Wade Crowfoot, Newsom’s secretary of natural resources, emphasized the unprecedented heat and warming trend, saying: “If we ignore that science and put our head in the sand…we are not going to succeed together protecting Californians.”
Trump, smiling, said, “It’ll start getting cooler, you just watch.”
Crowfoot shot back, “I wish science agreed with you.”
Trump responded, “I don’t think science knows, actually,” then briskly called on another presenter.
Demonstrators — of both parties — outside the meeting said they understand why Newsom plays nice with Trump.
Wearing a red Trump hat and a T-shirt depicting the president urinating on CNN, Lance Caster said Newsom’s approach makes sense to him, even though he doesn’t like it.
“It depends on what he wants. When he doesn’t like what Donald’s doing, he bad mouths him, and when he wants something, he’s really nice,” said Caster, a Republican who works as a truck driver and lives in the Sacramento suburb of Citrus Heights.
Across the street, Democrats Jean Hegland and Douglas Fisher wore medical masks and hoisted a hand-made sign saying, “Global warming just burnt our forest home.”
They said they became homeless three weeks ago when the Walbridge fire burned down the Sonoma County house they’d lived in for decades.
Hegland, a novelist, said Trump’s policies are destroying the environment and allowing Americans to die from the coronavirus. But she thinks Newsom, for the most part, has handled Trump well.
“He could stand up more,” she said. “But the challenge is, California needs things from that administration. And so he’s got a really delicate balance between expressing his ardent beliefs about all these issues that matter so much, and still finding a way to get along with an insane man.”
Most Californians believe climate change is “extremely important” or “very important” to them personally, according to a Public Policy Institute of California survey last month, and just one-fifth of the state’s likely voters said they trust the federal government to handle environmental issues. Not surprisingly in this overwhelmingly blue state, 70% of voters said Joe Biden would be better than Trump on environmental policy.

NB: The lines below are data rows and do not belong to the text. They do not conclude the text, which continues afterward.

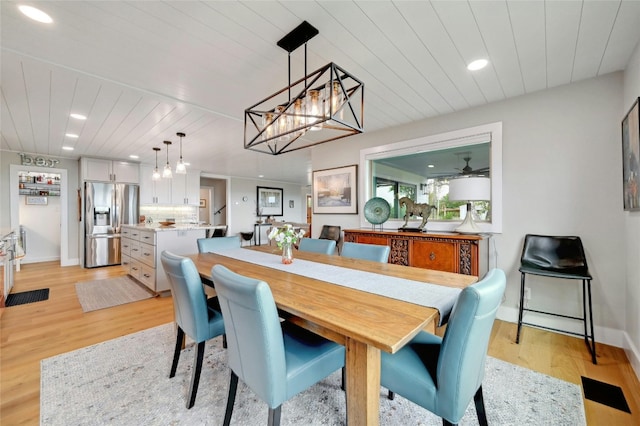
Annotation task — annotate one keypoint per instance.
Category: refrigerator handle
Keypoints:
(88, 207)
(117, 205)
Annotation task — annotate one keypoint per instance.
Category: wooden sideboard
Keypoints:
(463, 254)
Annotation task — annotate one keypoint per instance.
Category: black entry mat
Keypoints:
(604, 393)
(27, 297)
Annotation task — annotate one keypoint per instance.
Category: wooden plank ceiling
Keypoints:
(143, 71)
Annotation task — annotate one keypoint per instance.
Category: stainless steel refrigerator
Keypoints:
(107, 206)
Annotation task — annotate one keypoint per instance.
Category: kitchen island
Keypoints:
(142, 246)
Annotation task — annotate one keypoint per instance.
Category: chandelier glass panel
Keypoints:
(325, 105)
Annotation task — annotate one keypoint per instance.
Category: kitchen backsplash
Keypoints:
(181, 213)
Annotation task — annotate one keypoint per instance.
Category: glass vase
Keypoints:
(287, 253)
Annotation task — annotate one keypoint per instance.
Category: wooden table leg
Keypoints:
(363, 383)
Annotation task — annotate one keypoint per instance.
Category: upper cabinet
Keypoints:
(109, 170)
(185, 189)
(153, 191)
(180, 189)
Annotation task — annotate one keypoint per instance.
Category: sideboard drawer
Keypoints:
(434, 255)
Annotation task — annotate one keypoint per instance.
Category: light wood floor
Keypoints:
(29, 333)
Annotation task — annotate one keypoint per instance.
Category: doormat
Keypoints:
(604, 393)
(25, 297)
(106, 293)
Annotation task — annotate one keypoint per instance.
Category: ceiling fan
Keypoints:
(468, 170)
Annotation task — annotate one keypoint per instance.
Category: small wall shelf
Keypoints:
(41, 184)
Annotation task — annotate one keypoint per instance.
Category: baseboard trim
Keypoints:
(633, 355)
(606, 335)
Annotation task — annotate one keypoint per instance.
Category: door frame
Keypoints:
(14, 196)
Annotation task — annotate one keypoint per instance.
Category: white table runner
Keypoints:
(425, 294)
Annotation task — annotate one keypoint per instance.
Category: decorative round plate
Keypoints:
(377, 210)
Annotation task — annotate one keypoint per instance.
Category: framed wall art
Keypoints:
(630, 157)
(335, 191)
(269, 201)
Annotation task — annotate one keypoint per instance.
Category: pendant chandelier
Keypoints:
(166, 172)
(322, 106)
(181, 167)
(156, 172)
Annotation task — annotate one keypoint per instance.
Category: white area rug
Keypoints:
(125, 382)
(100, 294)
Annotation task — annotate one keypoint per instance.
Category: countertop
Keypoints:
(180, 227)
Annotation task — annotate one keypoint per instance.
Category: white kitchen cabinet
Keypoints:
(154, 191)
(144, 248)
(99, 169)
(185, 189)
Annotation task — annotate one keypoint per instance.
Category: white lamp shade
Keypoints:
(470, 189)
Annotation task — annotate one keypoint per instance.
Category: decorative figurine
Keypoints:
(415, 209)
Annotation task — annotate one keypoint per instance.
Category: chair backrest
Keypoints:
(316, 245)
(461, 362)
(330, 232)
(189, 298)
(553, 253)
(366, 252)
(255, 345)
(206, 245)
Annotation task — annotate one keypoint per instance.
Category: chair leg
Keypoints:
(176, 352)
(274, 416)
(592, 345)
(231, 399)
(521, 307)
(195, 375)
(482, 413)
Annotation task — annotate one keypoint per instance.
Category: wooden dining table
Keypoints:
(364, 323)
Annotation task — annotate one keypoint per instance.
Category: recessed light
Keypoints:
(478, 64)
(35, 14)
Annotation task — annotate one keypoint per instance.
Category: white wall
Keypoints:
(632, 231)
(561, 175)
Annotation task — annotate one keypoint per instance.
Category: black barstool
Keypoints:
(557, 257)
(247, 236)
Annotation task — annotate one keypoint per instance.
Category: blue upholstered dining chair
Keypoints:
(206, 245)
(193, 314)
(444, 374)
(317, 245)
(373, 252)
(277, 361)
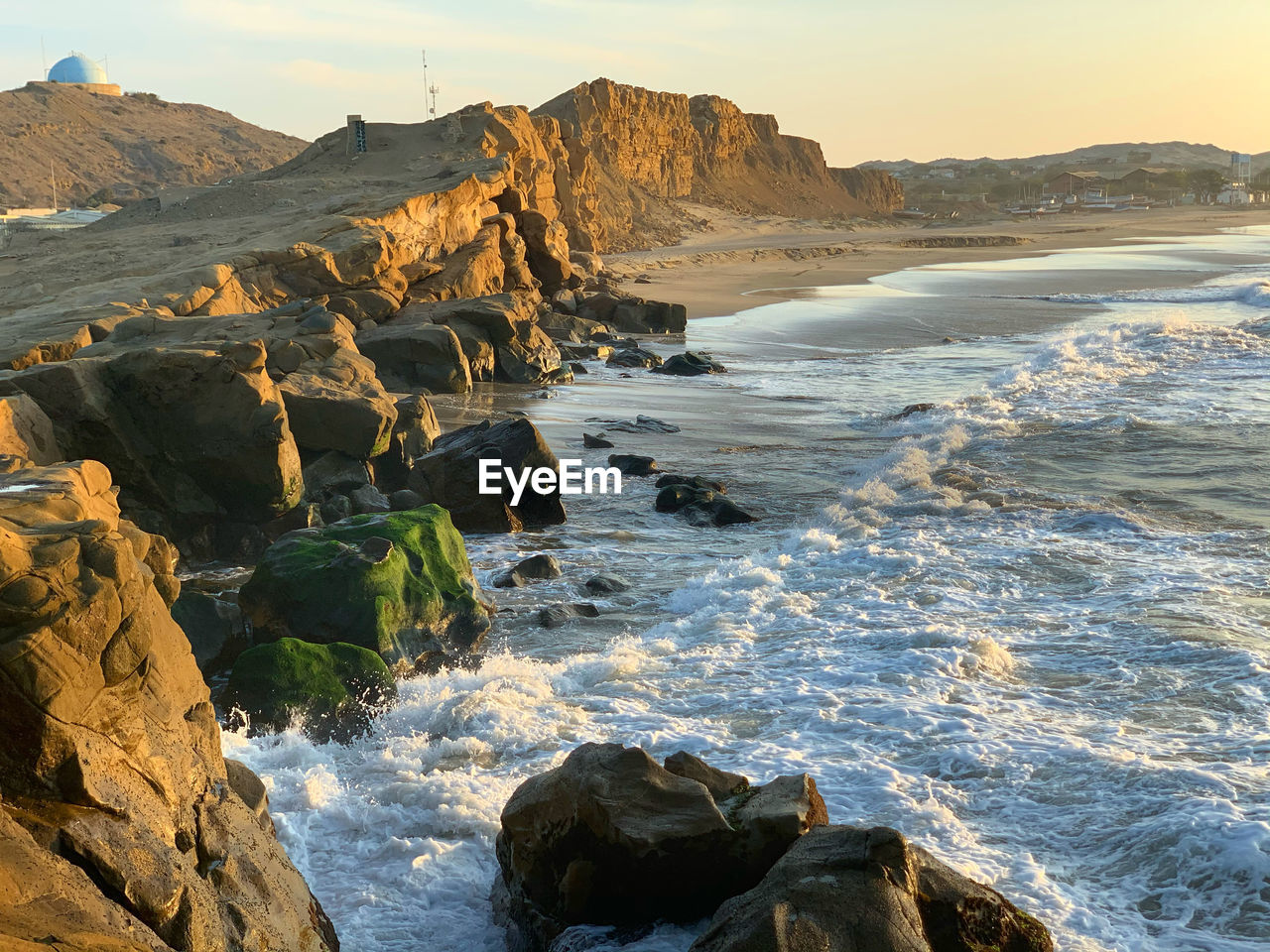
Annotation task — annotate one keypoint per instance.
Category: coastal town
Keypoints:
(617, 526)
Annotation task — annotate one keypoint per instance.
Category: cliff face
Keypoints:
(121, 824)
(876, 188)
(647, 148)
(122, 146)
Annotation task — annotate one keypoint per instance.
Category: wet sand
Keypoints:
(743, 261)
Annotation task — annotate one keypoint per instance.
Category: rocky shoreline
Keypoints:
(273, 411)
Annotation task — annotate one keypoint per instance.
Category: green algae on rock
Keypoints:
(395, 583)
(331, 688)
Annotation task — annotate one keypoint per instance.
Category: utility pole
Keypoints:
(426, 111)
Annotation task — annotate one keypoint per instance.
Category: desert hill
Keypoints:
(648, 148)
(1189, 155)
(121, 148)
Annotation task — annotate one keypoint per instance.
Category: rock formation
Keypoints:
(611, 837)
(842, 889)
(645, 148)
(122, 826)
(395, 583)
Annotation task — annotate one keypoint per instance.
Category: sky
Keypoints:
(869, 79)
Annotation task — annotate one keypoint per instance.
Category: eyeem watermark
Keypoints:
(572, 480)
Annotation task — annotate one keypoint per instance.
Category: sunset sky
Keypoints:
(916, 79)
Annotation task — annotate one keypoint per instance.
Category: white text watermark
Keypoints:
(572, 479)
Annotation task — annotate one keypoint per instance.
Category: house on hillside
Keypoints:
(1075, 182)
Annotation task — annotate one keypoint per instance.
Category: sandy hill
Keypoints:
(132, 145)
(651, 148)
(1189, 155)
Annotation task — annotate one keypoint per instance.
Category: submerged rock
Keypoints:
(395, 583)
(539, 566)
(604, 584)
(912, 409)
(699, 500)
(333, 689)
(690, 365)
(640, 424)
(556, 616)
(633, 465)
(611, 837)
(842, 889)
(634, 357)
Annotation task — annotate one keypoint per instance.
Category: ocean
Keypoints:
(1028, 626)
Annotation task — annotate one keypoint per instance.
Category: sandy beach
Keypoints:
(742, 262)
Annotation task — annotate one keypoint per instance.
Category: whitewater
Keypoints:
(1029, 627)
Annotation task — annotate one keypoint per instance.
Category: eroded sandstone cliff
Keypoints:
(647, 148)
(121, 824)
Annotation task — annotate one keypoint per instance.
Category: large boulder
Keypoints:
(611, 837)
(395, 583)
(197, 438)
(413, 434)
(411, 353)
(449, 476)
(634, 315)
(499, 329)
(119, 828)
(331, 689)
(841, 889)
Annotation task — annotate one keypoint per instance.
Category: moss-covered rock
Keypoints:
(395, 583)
(333, 688)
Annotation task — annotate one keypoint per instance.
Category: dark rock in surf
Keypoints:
(631, 465)
(634, 357)
(693, 481)
(690, 365)
(536, 567)
(640, 424)
(912, 409)
(606, 584)
(611, 837)
(556, 616)
(701, 502)
(449, 476)
(841, 889)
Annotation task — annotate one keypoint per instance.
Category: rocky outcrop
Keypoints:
(842, 889)
(647, 148)
(119, 824)
(449, 476)
(611, 837)
(395, 583)
(878, 189)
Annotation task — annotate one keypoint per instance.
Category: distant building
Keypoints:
(1074, 182)
(77, 70)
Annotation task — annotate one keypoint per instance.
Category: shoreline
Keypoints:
(720, 272)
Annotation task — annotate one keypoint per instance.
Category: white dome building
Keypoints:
(77, 70)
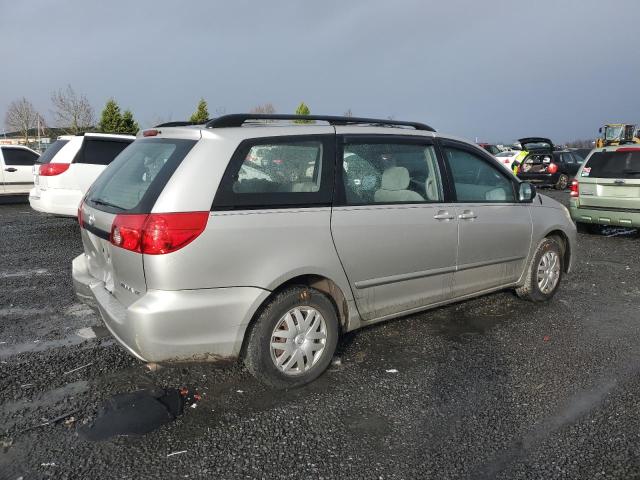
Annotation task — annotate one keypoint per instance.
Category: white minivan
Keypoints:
(16, 165)
(69, 166)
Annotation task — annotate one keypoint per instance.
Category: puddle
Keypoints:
(82, 335)
(137, 413)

The Democratic presidential candidate emphasized his commitment to the issue during a speech today in Delaware, painting a picture of what he called the “punishing reality of climate change” — from hurricane Sally already inundating the Gulf Coast to the wildfires devastating the West.
As smoke and hazardous air continue to choke California, Oregon and Washington, Biden said that people are caught between risking infection by relocating during the coronavirus pandemic, or risking asthma attacks from the air.
“It shouldn’t be so bad that millions of Americans live in the shadow of an orange sky, and they’re left asking, ‘Is doomsday here?’” he said.
Biden called out Trump’s contentious relationship with California, alluding to recent allegations by a former Homeland Security official who said Trump wanted to withhold aid to California because the state didn’t vote for him in 2016.
“This is another crisis,” Biden said. “Another crisis he won’t take responsibility for. The West is literally on fire. And he blames the people whose homes and communities are burning.”
CalMatters reporters Rachel Becker, Julie Cart and Barbara Feder Ostrov contributed to this report.